|Name||等持院 / Toji-in Temple|
|Adress||Tojiin Kitamachi63, Kita-ku Kyoto-shi, Kyoto 603-8346|
Adult 500 yen
University 500 yen
High school 400 yen
Junior high school 300 yen
Elementary school 300 yen
＊Macha Tea 500円
Toji-in (等持院) is a Buddhist temple of the Rinzai Tenryū sect located in Kita Ward, Kyoto, Japan, and one of two funeral temples (bodaiji) dedicated to Ashikaga Takauji, first shogun of the Ashikaga dynasty. Its main object of worship is Shakyamuni, and its honorary sangō prefix is Mannenzan (萬年山).
Toji-in was founded at the foot of Mount Kinugasa in 1341 by Takauji himself in fulfillment of a vow. He did so under the guidance of famous Zen teacher, calligraphist, poet and garden designer Musō Soseki, who created the Zen gardens and ponds of the temple. Toji-in later became the Ashikaga dynasty’s funeral temple and all fifteen of the Ashikaga shoguns are buried here. The temple’s name was later chosen as one of Takauji’s two posthumous names, Toji-inden (等持院殿). (The other is Chōju-inden, from the name of Takauji’s second bodaiji. See footnote.) Toji-in was number one of the Kyoto Jissetsu, the temples immediately below the Kyoto Gozan within the Five Mountain System nationwide network of Zen temples.

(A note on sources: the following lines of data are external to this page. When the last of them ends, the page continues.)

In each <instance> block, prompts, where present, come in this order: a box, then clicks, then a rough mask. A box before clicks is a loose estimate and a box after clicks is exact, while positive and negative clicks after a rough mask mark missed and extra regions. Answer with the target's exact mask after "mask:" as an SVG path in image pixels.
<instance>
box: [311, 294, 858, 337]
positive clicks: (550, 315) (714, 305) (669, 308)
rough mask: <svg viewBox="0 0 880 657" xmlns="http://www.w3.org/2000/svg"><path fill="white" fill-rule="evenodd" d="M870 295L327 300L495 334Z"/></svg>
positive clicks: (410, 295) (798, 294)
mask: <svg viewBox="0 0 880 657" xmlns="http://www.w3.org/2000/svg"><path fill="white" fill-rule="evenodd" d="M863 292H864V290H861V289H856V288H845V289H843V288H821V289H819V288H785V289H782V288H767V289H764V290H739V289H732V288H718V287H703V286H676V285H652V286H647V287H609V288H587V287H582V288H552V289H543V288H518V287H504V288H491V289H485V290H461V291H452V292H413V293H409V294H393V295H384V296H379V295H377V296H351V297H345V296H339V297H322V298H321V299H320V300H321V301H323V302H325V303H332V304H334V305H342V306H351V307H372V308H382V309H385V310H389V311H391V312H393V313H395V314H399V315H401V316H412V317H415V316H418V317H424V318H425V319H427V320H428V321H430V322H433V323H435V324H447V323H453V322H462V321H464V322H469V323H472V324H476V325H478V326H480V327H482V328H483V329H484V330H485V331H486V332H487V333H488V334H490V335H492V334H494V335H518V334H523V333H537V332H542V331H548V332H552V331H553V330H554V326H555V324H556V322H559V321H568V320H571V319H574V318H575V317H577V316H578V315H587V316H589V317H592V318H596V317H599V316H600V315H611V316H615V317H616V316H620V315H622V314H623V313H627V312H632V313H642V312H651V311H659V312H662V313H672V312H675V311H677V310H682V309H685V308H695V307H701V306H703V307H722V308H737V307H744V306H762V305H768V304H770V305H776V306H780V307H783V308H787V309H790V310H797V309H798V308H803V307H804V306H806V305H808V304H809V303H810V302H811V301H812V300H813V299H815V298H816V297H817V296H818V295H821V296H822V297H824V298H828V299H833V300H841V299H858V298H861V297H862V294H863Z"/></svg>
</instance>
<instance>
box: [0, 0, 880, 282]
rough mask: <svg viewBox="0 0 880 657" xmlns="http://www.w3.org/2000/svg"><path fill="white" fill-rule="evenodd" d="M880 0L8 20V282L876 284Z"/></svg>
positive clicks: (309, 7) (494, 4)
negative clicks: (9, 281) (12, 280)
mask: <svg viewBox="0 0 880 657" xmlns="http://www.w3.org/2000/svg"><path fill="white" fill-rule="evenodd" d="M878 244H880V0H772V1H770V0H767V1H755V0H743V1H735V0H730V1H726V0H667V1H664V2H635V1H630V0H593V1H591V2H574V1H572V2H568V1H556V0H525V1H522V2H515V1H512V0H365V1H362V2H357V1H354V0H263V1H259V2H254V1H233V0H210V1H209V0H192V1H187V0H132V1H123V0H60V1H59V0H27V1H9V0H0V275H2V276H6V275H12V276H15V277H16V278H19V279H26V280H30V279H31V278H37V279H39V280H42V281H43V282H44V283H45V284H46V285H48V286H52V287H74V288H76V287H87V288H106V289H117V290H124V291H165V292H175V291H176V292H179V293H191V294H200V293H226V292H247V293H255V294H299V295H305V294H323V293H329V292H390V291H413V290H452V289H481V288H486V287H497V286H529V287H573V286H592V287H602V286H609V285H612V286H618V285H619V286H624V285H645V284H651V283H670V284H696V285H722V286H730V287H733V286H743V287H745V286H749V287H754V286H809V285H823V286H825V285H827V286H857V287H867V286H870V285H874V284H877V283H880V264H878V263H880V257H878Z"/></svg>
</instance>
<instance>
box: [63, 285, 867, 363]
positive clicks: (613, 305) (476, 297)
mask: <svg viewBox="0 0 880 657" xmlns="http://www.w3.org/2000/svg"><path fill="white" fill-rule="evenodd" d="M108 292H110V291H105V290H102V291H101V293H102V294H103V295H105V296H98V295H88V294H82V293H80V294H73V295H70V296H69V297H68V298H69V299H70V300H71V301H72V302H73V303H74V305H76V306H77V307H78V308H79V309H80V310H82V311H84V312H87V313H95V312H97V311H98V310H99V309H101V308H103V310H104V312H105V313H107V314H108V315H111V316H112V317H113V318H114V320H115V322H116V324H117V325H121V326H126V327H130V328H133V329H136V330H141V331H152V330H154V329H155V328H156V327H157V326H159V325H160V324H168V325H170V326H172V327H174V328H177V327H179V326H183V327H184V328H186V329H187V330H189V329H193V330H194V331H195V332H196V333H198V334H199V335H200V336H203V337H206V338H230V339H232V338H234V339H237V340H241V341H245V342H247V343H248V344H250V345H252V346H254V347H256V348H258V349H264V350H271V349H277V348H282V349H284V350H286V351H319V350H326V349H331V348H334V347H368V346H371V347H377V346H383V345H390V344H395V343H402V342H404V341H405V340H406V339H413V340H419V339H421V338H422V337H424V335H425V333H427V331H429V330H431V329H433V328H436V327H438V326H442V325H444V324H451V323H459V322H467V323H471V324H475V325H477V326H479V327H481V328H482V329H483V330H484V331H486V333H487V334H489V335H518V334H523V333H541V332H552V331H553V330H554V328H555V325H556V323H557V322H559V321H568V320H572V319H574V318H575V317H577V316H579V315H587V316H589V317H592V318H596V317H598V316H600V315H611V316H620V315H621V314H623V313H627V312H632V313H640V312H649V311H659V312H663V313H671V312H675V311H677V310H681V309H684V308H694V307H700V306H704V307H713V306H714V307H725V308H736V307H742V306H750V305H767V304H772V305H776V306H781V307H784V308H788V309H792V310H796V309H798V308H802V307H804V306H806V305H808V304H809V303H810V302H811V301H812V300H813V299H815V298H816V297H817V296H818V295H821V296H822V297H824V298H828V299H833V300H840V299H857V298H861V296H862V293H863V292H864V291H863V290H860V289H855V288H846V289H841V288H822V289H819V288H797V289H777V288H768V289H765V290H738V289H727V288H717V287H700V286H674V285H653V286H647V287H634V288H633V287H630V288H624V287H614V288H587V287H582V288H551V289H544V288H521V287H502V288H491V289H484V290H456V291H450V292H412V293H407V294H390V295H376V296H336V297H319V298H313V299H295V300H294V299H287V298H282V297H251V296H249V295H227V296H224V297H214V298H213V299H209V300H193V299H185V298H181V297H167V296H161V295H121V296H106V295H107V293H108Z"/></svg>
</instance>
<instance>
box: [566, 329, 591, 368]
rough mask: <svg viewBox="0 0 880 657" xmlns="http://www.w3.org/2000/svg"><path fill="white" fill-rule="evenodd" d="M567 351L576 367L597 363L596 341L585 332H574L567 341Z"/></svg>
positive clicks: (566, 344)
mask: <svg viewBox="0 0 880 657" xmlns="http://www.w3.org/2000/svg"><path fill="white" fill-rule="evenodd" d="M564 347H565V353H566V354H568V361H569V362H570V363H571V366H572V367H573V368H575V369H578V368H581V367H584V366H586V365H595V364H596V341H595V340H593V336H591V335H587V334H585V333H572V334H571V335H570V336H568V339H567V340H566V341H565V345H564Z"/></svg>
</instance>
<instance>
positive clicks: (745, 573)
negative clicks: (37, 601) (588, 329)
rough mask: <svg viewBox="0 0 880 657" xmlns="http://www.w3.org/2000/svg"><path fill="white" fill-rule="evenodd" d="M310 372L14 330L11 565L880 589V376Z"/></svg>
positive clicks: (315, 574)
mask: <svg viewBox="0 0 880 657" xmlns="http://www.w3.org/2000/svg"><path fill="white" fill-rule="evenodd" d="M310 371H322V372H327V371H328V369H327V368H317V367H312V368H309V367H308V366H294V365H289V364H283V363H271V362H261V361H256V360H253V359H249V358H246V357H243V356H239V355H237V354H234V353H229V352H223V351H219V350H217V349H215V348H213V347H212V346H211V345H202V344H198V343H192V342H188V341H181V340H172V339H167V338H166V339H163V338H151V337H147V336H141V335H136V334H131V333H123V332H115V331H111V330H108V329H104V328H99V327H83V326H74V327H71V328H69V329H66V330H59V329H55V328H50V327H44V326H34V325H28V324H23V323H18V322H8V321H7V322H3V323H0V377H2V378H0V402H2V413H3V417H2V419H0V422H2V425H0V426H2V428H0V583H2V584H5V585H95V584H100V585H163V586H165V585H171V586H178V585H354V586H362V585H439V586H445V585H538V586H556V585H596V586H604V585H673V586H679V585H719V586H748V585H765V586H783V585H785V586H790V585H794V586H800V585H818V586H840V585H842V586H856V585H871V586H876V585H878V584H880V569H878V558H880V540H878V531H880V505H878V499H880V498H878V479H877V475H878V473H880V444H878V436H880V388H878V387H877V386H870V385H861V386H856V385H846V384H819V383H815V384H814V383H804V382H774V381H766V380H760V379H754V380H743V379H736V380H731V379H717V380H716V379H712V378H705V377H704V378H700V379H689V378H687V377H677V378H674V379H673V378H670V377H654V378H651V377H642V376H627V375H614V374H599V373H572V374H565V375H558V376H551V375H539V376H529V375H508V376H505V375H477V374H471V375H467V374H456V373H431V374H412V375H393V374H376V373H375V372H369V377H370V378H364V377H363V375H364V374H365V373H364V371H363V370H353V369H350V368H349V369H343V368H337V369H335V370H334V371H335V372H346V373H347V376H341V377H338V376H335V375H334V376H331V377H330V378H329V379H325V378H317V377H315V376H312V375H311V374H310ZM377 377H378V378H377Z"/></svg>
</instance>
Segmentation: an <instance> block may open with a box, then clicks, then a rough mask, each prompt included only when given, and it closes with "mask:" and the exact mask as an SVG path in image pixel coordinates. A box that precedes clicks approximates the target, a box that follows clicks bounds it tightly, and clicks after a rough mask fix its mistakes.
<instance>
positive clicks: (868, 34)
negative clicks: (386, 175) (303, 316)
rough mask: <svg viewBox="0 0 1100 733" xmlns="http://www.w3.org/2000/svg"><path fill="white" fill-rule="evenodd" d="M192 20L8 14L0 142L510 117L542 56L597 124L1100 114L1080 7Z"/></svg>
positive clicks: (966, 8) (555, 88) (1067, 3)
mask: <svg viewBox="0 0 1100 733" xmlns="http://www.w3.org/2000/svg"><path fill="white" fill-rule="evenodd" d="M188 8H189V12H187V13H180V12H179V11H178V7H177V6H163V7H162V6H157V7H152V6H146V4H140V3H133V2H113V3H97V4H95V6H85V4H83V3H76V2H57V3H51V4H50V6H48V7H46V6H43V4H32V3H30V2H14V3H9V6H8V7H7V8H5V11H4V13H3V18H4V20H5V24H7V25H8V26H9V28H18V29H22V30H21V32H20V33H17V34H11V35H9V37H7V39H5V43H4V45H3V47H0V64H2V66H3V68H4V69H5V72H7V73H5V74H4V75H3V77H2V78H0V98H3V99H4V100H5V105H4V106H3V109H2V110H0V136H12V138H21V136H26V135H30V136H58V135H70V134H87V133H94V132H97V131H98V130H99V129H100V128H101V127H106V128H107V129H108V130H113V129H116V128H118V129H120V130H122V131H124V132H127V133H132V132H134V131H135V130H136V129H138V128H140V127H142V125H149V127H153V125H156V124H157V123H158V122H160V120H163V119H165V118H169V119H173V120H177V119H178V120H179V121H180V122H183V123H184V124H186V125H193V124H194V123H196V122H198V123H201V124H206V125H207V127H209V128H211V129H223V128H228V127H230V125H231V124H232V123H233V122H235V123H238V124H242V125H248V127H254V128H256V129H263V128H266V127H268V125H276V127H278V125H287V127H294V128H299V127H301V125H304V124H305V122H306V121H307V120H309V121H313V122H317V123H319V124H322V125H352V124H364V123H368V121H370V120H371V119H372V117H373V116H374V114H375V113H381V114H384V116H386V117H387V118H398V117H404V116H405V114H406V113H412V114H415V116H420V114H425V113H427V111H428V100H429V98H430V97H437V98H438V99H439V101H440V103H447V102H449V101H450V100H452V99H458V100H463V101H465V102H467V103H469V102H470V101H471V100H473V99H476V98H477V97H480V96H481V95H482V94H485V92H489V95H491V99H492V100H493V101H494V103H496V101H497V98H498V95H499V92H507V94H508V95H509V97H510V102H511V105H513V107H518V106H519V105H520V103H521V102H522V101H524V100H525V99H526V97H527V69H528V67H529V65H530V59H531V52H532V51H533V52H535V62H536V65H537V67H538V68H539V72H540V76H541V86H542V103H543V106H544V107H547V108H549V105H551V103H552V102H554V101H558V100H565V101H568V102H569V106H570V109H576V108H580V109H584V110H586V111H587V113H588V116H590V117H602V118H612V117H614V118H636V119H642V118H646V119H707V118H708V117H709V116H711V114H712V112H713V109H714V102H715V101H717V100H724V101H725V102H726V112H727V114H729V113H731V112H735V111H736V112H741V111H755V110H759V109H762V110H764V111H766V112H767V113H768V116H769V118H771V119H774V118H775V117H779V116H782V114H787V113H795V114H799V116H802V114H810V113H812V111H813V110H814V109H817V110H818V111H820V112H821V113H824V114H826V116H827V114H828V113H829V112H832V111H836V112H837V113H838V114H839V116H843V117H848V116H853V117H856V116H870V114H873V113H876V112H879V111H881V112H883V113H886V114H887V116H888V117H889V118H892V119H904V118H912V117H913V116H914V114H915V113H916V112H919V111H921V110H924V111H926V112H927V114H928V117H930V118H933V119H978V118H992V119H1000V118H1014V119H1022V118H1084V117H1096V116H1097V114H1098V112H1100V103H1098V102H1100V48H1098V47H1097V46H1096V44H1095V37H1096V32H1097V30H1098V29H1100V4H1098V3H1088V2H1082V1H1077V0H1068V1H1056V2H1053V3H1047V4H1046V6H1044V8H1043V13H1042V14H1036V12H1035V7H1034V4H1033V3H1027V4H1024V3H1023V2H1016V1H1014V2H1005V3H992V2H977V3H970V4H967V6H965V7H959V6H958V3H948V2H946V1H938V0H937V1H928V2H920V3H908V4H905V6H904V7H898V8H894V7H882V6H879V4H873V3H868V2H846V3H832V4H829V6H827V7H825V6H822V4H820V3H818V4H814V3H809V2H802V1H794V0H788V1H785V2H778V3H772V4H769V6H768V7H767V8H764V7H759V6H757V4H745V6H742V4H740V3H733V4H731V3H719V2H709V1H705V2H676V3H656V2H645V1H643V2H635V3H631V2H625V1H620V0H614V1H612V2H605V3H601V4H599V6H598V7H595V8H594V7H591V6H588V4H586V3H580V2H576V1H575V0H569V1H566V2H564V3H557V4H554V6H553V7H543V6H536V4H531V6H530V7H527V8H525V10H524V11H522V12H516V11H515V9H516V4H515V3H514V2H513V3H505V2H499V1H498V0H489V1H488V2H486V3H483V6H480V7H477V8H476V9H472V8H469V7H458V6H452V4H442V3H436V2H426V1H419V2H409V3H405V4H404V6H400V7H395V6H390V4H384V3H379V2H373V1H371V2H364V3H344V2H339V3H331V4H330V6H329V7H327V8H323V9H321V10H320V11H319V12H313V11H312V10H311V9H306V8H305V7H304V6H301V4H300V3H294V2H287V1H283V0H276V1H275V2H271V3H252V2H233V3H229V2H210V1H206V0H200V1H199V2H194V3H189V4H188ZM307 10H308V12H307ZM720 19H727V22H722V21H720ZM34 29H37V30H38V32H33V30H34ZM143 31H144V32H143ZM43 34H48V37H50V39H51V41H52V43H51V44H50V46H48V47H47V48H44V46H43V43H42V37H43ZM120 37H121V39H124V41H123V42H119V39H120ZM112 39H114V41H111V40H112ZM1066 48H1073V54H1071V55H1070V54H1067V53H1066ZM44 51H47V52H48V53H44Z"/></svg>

Because of its association with the Ashikaga, believed by the Emperor’s supporters to be traitors because they had usurped imperial power, during the Meiji restoration the temple sustained some damage. In recent years the temple has been restored to increase its appeal as a tourist attraction.
The Main Hall (hondō) was originally a tacchū (subtemple) of Myōshin-ji built in 1616 by order of samurai Fukushima Masanori. The garden, the ponds, and the Seirentei (清漣亭) tearoom were designed by Musō Soseki. Toji-in’s treasure owns a drawing of the temple which is an Important Cultural Property.
Tokugawa Ieyasu and all the fifteen Ashikaga shoguns are enshrined in a small building called Reikō-den (霊光殿). The sixteen statues, which are of limited artistic value, are lined up in two rows on the sides of the room, each sitting and carrying a shaku symbolizing their shogunal power. Their sculptors are unknown, but they have been tentatively dated to the early seventeenth century. The presence among the Ashikaga shoguns of a statue of Tokugawa Ieyasu, founder of the Tokugawa shogunate, suggests that Tokugawa wished to link himself to the Ashikaga clan and give an impression of continuity between the two dynasties. Like them, Ieyasu claimed to be a descendant of the Minamoto clan.
In 1863 nine men broke into the Reikō-den and stole the heads of the first three Ashikaga shoguns, Takauji, Yoshiakira and Yoshimitsu, as a form of revenge for their role in usurping the emperor’s power during the Nanbokuchō period. The severed heads were then exposed on the banks of the Kamo river together with placards listing their crimes against the nation.